Lily stripped off a glove and lowered herself to a squat, using flashlight, fingertips, and eyes to examine the encased tubing down to the throttle complex. The square, lead-clad complex sat directly atop the thick leaden deck that shielded the entire ship from the core reactor one level below. The throttle’s purpose was to regulate the flow of fuel from the core to the engines via a system of valves; hence, it was crucial to the project’s success.
She examined the front of the assembly first. It was unmarked, but the wavering elliptical glow of the flashlight revealed a dark ash butterfly painted on the bulkhead behind the throttle. Instinctively, she reached around the casing until her hand rested between the bulkhead and the throttle complex, then ran her fingertips over the startlingly hot metal surface.
Within two seconds after she began the tactile scan, the metal gave way to nothingness; her fingers, then entire hand, reached through all the way until they touched the sizzling-hot throttle itself.
“Shit!” Startled, she dropped the flashlight and snatched her hand away, falling onto her rump against the Geiger counter hanging at her hip; her already-blistering fingers were coated with fine gray ash. Both the casing and the throttle should have been cold, stone cold—so they must have been directly struck by a ricochet from the blast.
Or so Lily told herself… until she stared up from her burned hand at the black powder butterfly on the bulkhead.
It was captured now in a brilliant circle of white light—not the pale stream from the fallen flashlight, but a painfully intense glow, as if the casing instead housed a small sun.
“The valve,” she said calmly, as though explaining something to Zef. “The valve to the warp cores must have somehow been displaced. There’s a leak.”
She stared at her blistered fingers, which had touched the superheated throttle assembly, and watched as the dark-brown skin of her hand turned slowly to scarlet. A burn, caused by direct exposure to the radiation streaming from the core. Strangely, there was little pain.

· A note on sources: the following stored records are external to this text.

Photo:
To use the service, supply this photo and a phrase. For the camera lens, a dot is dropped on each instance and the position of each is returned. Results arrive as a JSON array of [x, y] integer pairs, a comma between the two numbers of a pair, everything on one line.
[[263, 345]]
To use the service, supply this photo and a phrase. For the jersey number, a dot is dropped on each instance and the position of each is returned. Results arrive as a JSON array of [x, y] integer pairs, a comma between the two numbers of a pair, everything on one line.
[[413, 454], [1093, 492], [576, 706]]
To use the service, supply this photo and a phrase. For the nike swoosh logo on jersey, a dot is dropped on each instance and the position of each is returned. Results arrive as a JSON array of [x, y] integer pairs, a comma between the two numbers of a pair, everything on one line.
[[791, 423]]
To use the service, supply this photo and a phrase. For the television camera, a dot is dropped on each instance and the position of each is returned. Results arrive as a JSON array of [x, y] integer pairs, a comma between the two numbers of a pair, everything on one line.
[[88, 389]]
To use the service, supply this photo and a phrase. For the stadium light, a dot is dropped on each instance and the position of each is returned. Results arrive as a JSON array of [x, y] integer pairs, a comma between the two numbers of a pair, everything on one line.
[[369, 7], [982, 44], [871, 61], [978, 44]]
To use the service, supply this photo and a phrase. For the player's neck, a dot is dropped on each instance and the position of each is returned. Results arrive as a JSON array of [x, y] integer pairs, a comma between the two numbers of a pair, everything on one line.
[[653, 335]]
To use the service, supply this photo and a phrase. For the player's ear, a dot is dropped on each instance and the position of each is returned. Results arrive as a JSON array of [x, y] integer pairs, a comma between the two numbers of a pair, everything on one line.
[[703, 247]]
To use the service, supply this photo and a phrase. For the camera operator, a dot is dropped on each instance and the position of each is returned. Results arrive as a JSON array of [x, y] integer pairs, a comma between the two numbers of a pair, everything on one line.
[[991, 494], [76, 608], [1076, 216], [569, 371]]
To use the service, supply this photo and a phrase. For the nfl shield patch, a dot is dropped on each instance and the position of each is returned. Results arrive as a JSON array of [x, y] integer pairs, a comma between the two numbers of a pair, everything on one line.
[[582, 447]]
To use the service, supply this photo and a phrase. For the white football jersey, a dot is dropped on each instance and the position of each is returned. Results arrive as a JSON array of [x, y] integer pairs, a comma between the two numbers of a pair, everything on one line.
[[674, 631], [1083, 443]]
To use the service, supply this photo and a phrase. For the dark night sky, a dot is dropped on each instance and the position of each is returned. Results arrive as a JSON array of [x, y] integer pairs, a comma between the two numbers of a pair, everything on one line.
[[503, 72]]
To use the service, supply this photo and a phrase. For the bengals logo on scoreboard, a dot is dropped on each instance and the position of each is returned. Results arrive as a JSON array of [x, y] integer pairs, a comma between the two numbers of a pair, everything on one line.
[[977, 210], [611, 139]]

Maybe it wasn’t that bad. Maybe it wasn’t that bad—
You’re dead meat, Lil. Be honest.
No, maybe it wasn’t that bad. Somehow. Somehow …
Her hands trembled violently as she pulled the Geiger counter out from under her left hip and fiddled with the controls. She knew how to use the embarrassingly simple device, but her fingers refused to cooperate. Worse, the counter’s readout panel became suddenly blurred as an intense wave of nausea swept over her.
You’re not going to puke. You’re just terrified, the air in here is awful, and it’s all giving you a terrific headache. Calm down, calm down…
She closed her eyes for several seconds; when she opened them again, the nausea had eased, and she somehow managed to turn on the counter and calibrate it. No point in exposing herself again to the direct stream coming from the damaged throttle; instead, she remained sitting on the deck and sampled the air there. Within a few seconds, the readout began to flash—in red—a number: three-one-two-nine.
Three thousand, one hundred twenty-nine rads, five times the minimum lethal dose.
She pitched forward onto her hands and knees and vomited.